На том они решают делать свадьбу. А яма эта как бы маячит каждому издалека… Да смысл-то в том, что во время семейного пути обязательно один куда-то сбрасывает другого. Либо сам сбрасывается… Третьего не дано, а образ пустой бетонной ямы с пресмыкающимися как будто никого и не пугает.
А плотина блещет себе лунными осколочками. Отпускает яма из бетонированной пасти вверх облака, рожденные из ее зеленоватых луж. Луна золотит рябь и до самого дна доходит ветерок, толкающий мелкую водицу.
Нежное сентябрьское солнце встает из густой дымовухи подожженной овсяной стерни. Яма видит пласты серого смога, на солнце ложится рваная, грустная тень. Дзобают* по поспевшим в садах яблокам загнутыми, первобытными клювами вороны. Выходит на пахоту старая бабка с сапачкой* и колотит мертвые глины, чтобы сделать их живыми. Ох и колотит она их!
Ветер дует с кладбища. Пожалуй, накажут за вандализм и Адольфа, и Дроныча, если докажут, что плиты своровали они.
Глава первая
Писаный—неписаный воровской закон[4]
Дверь, разбухшая от дождя и влаги, плохо поддавалась мерным ударам плеча Григорьича. Он выносил ее, умело распределяя свой недюжинный вес, пугая грохотом Нину Васильевну и Лизу. Казалось, этот неожиданно приобретенный дом не очень-то хочет впускать новых хозяев.
– Бабы! Побежали бы, нашли кого-нить подсобить мне, высадить эту дверь бессовестную… – бубнил Григорьич и снова бился с дубовыми досками.
– Сам справишься! Сам, бессовестный!

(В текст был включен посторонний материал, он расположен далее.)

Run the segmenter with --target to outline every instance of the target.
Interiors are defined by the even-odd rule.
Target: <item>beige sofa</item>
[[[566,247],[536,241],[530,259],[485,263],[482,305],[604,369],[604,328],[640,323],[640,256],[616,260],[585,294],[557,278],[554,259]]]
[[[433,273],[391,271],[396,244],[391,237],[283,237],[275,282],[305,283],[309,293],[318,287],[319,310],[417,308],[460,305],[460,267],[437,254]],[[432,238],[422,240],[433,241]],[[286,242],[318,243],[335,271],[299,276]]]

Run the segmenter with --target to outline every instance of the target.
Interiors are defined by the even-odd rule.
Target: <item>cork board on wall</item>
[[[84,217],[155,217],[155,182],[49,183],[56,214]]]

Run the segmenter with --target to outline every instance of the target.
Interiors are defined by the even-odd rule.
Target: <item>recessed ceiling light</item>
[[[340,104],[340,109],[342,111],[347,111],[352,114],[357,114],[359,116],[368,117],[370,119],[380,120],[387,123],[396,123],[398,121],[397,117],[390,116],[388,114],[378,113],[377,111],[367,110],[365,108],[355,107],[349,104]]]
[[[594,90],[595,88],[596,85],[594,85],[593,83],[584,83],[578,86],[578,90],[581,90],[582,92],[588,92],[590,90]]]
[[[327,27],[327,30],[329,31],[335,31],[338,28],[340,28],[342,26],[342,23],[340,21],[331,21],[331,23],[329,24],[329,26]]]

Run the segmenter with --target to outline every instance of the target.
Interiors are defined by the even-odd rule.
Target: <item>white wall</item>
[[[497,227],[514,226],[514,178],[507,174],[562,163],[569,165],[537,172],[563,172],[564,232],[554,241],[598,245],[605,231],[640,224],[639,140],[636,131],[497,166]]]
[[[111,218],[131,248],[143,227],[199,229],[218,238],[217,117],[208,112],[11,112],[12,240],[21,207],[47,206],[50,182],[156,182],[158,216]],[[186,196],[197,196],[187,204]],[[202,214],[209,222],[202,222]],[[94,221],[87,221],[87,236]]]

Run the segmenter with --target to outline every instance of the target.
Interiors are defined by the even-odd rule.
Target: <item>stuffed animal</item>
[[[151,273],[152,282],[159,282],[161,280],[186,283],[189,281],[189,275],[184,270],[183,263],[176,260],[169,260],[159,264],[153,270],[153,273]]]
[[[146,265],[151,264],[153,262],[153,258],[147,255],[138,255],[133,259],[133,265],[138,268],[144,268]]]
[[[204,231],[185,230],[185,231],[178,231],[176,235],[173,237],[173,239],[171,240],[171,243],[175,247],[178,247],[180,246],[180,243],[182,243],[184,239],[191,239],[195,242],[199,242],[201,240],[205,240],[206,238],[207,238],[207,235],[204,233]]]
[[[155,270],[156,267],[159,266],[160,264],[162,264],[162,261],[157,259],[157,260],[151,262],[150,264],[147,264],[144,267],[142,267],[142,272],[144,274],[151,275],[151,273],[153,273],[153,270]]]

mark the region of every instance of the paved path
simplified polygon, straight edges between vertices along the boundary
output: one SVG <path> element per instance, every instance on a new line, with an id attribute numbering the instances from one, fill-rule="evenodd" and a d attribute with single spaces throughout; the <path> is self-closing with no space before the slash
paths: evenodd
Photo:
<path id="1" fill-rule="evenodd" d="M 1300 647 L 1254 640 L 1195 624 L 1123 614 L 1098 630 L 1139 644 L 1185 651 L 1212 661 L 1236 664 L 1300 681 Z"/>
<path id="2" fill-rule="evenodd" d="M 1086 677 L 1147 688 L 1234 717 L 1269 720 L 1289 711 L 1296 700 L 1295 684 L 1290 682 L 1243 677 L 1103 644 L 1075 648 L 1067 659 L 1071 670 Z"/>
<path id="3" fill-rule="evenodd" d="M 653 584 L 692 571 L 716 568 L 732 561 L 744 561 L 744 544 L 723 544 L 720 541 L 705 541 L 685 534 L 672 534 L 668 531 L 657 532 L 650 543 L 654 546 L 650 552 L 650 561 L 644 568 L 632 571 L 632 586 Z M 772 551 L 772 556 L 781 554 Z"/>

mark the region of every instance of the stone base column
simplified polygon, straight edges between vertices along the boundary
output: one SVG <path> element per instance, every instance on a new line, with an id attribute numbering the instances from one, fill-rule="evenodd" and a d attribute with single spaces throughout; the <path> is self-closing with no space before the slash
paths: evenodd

Надо было сначала с дверью разобраться, а потом нас перевозить в дождь! – сердилась Нина Васильевна и поправляла дорогие очки Prada на остром носу. Очки ей достались в наследство от старшей дочки Ленуси.
– Да иди, сядь в машину и сиди! Разговорчивая какая! – кряхтя, отвечал Григорьич.
– А Лизка?
– Лизка! Не сахарная, не растает.
Волосы Лизы намокли и завились от дождя, но она не уходила, стояла среди двора и улыбалась отсутствующей улыбкой: словно что воля, что неволя – все одно. Только Майк, персидский столичный кот, полностью черный, но по спине выгоревший в соболя, раздирал Лизино плечо, доставая коготками через плотную адидасовскую мастерку* до кожи.